There are industries more challenging and contradictory when it comes to marketing than construction. In part, this relates to the industry’s tradition and character. While there are some places where maintenance and ongoing work sustain businesses, most AEC businesses (and related architectural and engineering practices) work on a project basis. If you are in this business you win jobs, complete the work and move on.
Of course, there is repeat business, but “repeat” has a different meaning in construction than in most consumer or business-to-business services. Most consumers only engage construction-related businesses infrequently, if at all, and in the business-to-business space, owners generally don’t make regular building projects a routine. (There are developers and large-scale owners, and of course subtrades and suppliers frequently work with regular clients, but they are all at the whim of the work-flow/volume at source.)
Coupled with the long-lead time and price-sensitive competition, we have an industry that really doesn’t think much about marketing, in general, and when it does, it often gets it wrong.
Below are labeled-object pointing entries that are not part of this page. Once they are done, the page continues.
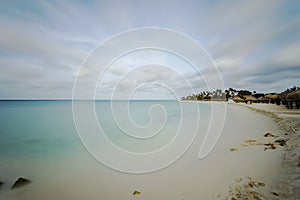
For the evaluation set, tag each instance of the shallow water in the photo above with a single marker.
(39, 140)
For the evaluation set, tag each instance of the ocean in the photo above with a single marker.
(109, 149)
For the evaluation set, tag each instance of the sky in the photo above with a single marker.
(44, 45)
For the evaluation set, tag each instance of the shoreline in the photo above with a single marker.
(287, 184)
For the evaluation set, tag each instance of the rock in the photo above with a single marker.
(281, 142)
(20, 182)
(238, 179)
(275, 193)
(249, 141)
(136, 193)
(270, 145)
(269, 135)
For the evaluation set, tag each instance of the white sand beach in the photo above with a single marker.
(287, 184)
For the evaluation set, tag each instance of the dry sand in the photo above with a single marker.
(287, 184)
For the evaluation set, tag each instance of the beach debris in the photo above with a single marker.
(270, 145)
(247, 189)
(238, 179)
(281, 142)
(253, 142)
(233, 149)
(275, 193)
(249, 141)
(21, 181)
(269, 135)
(136, 193)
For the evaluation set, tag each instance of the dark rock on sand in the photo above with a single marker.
(275, 193)
(20, 182)
(269, 135)
(136, 193)
(281, 142)
(270, 145)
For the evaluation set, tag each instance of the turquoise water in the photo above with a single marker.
(39, 140)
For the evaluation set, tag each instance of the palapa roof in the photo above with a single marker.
(237, 98)
(272, 96)
(249, 98)
(295, 95)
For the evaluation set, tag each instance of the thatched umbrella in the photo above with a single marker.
(237, 99)
(294, 96)
(262, 99)
(272, 98)
(249, 98)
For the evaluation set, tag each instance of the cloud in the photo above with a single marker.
(255, 44)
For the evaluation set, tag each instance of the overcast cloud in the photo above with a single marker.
(255, 45)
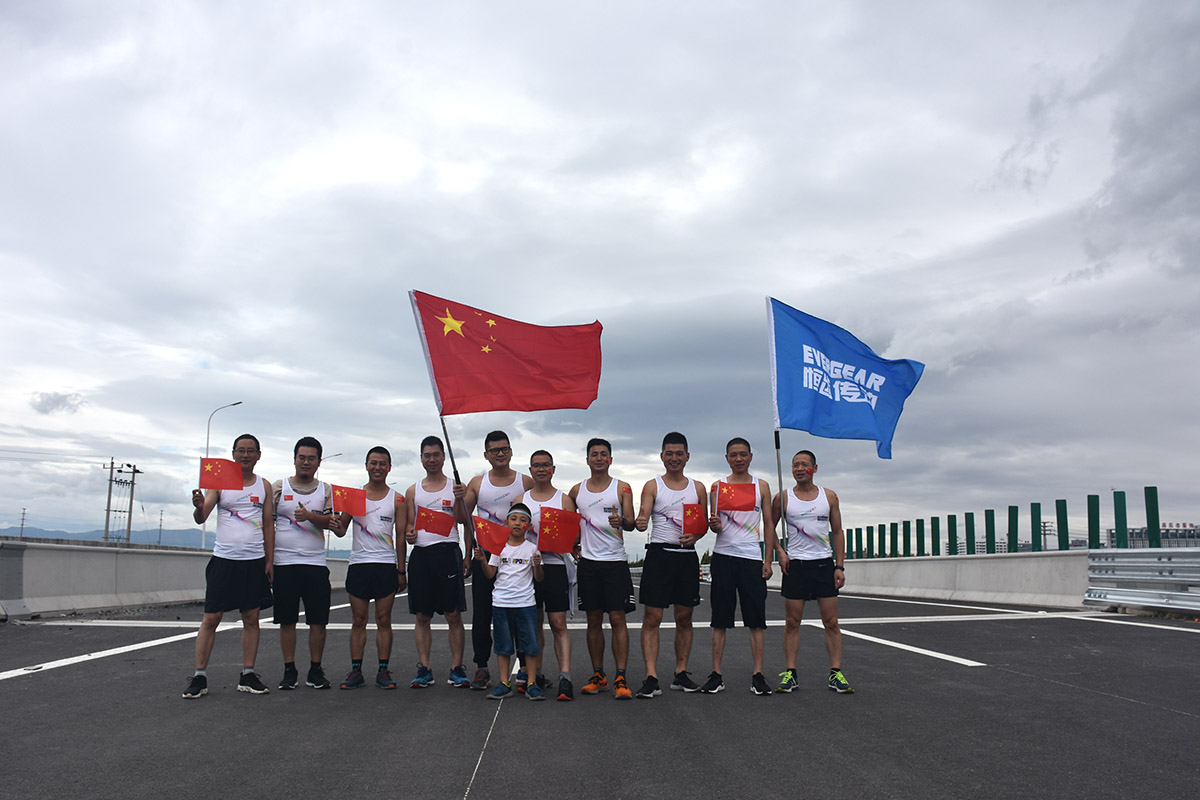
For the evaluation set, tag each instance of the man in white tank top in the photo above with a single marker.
(605, 585)
(813, 565)
(492, 493)
(436, 565)
(671, 573)
(239, 573)
(304, 510)
(553, 591)
(742, 554)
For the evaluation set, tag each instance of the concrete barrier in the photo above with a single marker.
(1055, 579)
(39, 578)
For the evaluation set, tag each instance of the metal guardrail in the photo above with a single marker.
(1162, 579)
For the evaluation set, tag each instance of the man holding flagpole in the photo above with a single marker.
(745, 545)
(671, 572)
(553, 591)
(377, 565)
(814, 566)
(437, 566)
(239, 573)
(492, 493)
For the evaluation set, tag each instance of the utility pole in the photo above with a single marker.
(108, 505)
(129, 517)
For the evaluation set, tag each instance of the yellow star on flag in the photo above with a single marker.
(450, 324)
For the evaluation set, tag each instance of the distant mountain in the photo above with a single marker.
(185, 537)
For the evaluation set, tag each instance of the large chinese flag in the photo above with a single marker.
(695, 521)
(558, 530)
(349, 500)
(490, 535)
(435, 522)
(735, 497)
(485, 362)
(220, 474)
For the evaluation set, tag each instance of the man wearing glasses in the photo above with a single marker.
(492, 493)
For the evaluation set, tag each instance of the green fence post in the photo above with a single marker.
(1093, 522)
(1121, 519)
(1036, 525)
(1153, 528)
(1060, 507)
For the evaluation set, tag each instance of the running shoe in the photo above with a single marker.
(291, 677)
(196, 687)
(683, 683)
(354, 679)
(838, 683)
(251, 683)
(459, 678)
(317, 678)
(714, 684)
(598, 681)
(649, 687)
(424, 677)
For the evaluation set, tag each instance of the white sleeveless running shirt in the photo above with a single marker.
(240, 522)
(808, 525)
(742, 530)
(598, 540)
(375, 535)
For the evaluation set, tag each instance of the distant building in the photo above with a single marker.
(1173, 534)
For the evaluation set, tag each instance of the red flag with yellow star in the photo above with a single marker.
(735, 497)
(557, 530)
(485, 362)
(220, 474)
(490, 535)
(695, 521)
(349, 500)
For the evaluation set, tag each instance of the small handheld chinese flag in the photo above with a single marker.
(695, 521)
(558, 530)
(735, 497)
(435, 522)
(490, 535)
(349, 500)
(220, 474)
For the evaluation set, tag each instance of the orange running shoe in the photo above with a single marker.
(598, 681)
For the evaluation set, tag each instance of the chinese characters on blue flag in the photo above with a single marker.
(828, 383)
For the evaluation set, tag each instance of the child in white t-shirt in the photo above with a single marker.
(514, 609)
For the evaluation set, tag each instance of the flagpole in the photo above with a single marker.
(468, 525)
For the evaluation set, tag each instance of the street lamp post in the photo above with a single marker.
(208, 431)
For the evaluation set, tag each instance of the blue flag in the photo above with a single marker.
(828, 383)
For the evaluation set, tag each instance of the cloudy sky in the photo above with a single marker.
(215, 202)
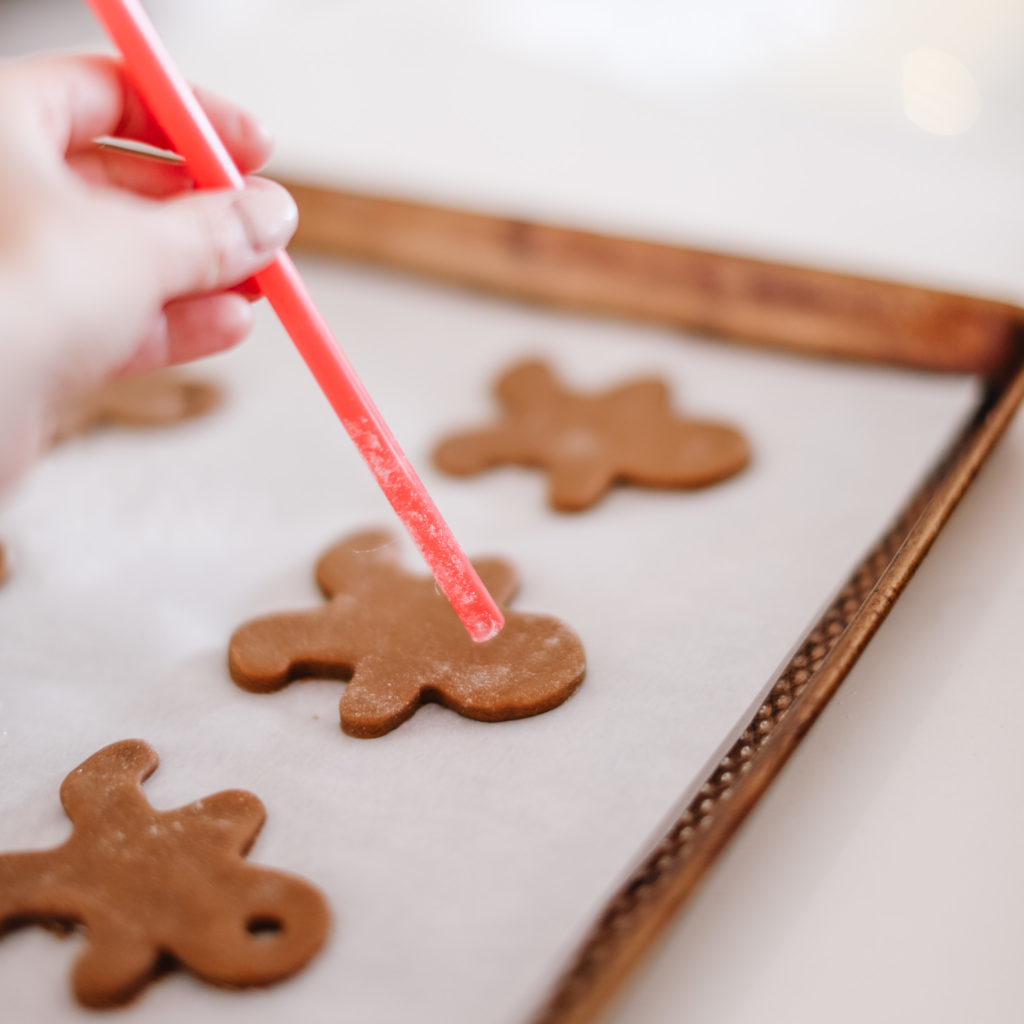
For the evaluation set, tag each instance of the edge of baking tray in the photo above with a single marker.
(798, 309)
(667, 875)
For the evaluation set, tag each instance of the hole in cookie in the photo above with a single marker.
(264, 928)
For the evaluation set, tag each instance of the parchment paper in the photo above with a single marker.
(461, 859)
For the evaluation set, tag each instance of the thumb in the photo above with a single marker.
(209, 241)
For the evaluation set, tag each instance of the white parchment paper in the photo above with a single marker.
(461, 859)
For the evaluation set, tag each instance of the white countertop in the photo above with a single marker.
(880, 877)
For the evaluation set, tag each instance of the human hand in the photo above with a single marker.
(110, 261)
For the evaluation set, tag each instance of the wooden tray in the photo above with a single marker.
(809, 311)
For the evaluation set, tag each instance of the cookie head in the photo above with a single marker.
(588, 442)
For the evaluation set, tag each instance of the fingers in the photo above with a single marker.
(190, 329)
(80, 98)
(209, 241)
(144, 175)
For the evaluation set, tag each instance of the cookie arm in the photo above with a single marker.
(269, 652)
(111, 778)
(356, 560)
(377, 700)
(473, 452)
(228, 820)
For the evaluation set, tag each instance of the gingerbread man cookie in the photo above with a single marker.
(156, 399)
(398, 644)
(588, 442)
(152, 885)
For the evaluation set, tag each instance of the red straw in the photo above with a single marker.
(186, 125)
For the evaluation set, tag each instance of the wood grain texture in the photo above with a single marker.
(636, 914)
(758, 302)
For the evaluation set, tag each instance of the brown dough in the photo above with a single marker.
(398, 644)
(158, 399)
(147, 885)
(587, 442)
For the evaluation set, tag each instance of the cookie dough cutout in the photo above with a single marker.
(397, 644)
(142, 401)
(148, 886)
(587, 442)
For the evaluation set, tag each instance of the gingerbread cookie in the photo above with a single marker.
(398, 644)
(588, 442)
(148, 886)
(156, 399)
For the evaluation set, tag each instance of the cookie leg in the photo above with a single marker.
(373, 705)
(114, 967)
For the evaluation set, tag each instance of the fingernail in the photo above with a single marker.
(269, 217)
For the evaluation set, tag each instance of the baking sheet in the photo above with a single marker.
(460, 858)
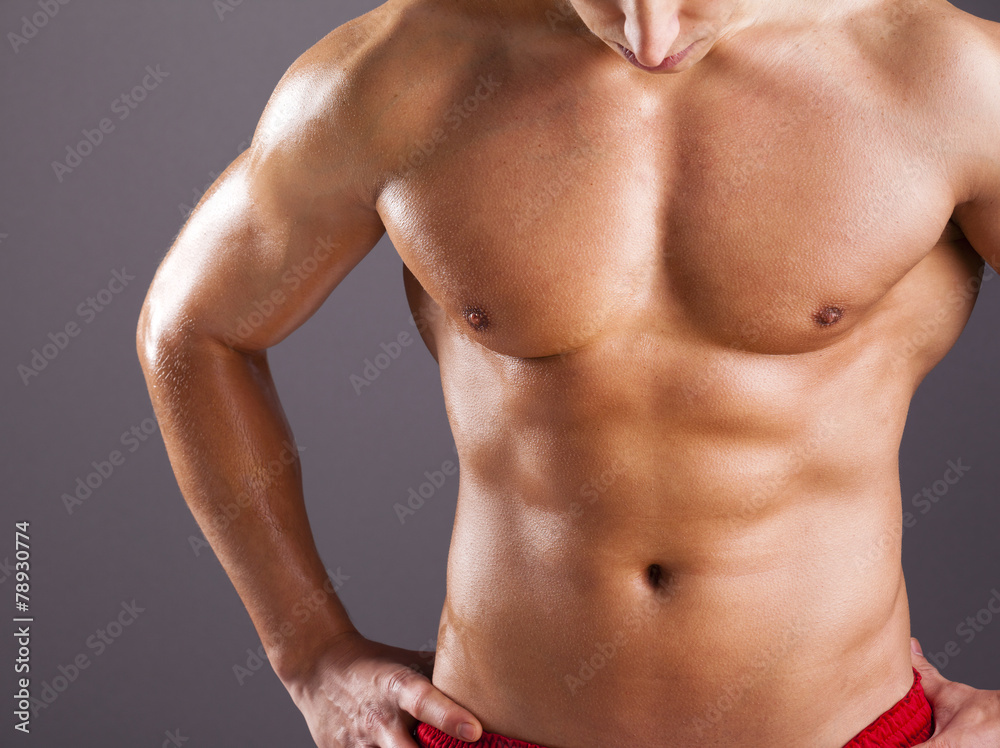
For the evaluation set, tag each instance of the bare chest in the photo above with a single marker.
(770, 220)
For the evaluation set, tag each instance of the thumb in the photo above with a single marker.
(930, 678)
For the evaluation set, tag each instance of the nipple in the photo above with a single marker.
(476, 317)
(828, 315)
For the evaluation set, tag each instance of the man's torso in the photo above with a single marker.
(679, 321)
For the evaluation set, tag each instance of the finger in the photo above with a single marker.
(931, 680)
(418, 696)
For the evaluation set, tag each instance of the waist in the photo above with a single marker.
(555, 631)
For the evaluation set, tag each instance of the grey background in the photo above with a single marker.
(172, 669)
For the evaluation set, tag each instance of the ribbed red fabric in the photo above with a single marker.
(431, 737)
(908, 722)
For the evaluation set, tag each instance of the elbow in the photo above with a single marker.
(162, 332)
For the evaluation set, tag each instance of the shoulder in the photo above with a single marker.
(937, 67)
(366, 89)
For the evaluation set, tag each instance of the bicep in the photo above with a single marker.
(276, 233)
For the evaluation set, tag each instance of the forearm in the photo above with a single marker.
(232, 452)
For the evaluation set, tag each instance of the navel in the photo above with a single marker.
(476, 317)
(828, 315)
(654, 575)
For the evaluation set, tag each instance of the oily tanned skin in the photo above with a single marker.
(679, 318)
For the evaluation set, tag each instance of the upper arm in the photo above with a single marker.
(282, 226)
(979, 213)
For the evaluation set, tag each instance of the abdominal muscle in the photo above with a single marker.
(637, 561)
So you have businesses playing it by the seat-of-the pants, relying on existing relationships and client referrals, or chasing (often like lemmings) open-public-bid jobs, where the competition is absurdly intense.
Surely there are better ways to do things.
I’ve argued consistently that a systematized program to encourage and nurture word of mouth and repeat business will produce results far above their costs — and won’t require you to bend your business systems or values like a pretzel to succeed.
I’ve also advocated for engaging and supporting relevant client-focused associations and community groups; not for the “quick hit” but for building ongoing relationships, connections, referrals and reputation.
Finally, I believe most industry practitioners would benefit from a solid marketing consultation/checkup, combining the repeat and referral and association concepts above with one to three other marketing frameworks to develop and maintain new business (and encourage repeat clients); where you have a natural effectiveness and which suit your values. This might be public relations/writing, speaking at industry conferences, effective leads service usage, or (dare I say, for some residential services), canvassing and mass media marketing.
If you are a reasonably sized contractor, spending say $1,000 on this sort of marketing check-up and simple plan would probably yield some immediately actionable results and, especially in capturing some of the low-hanging repeat/referral fruit — near-immediate revenue. You could then elect to allocate additional resources in a planned, thoughtful and measurable way.
It’s a simple, maybe even brilliant, way to get your marketing on track.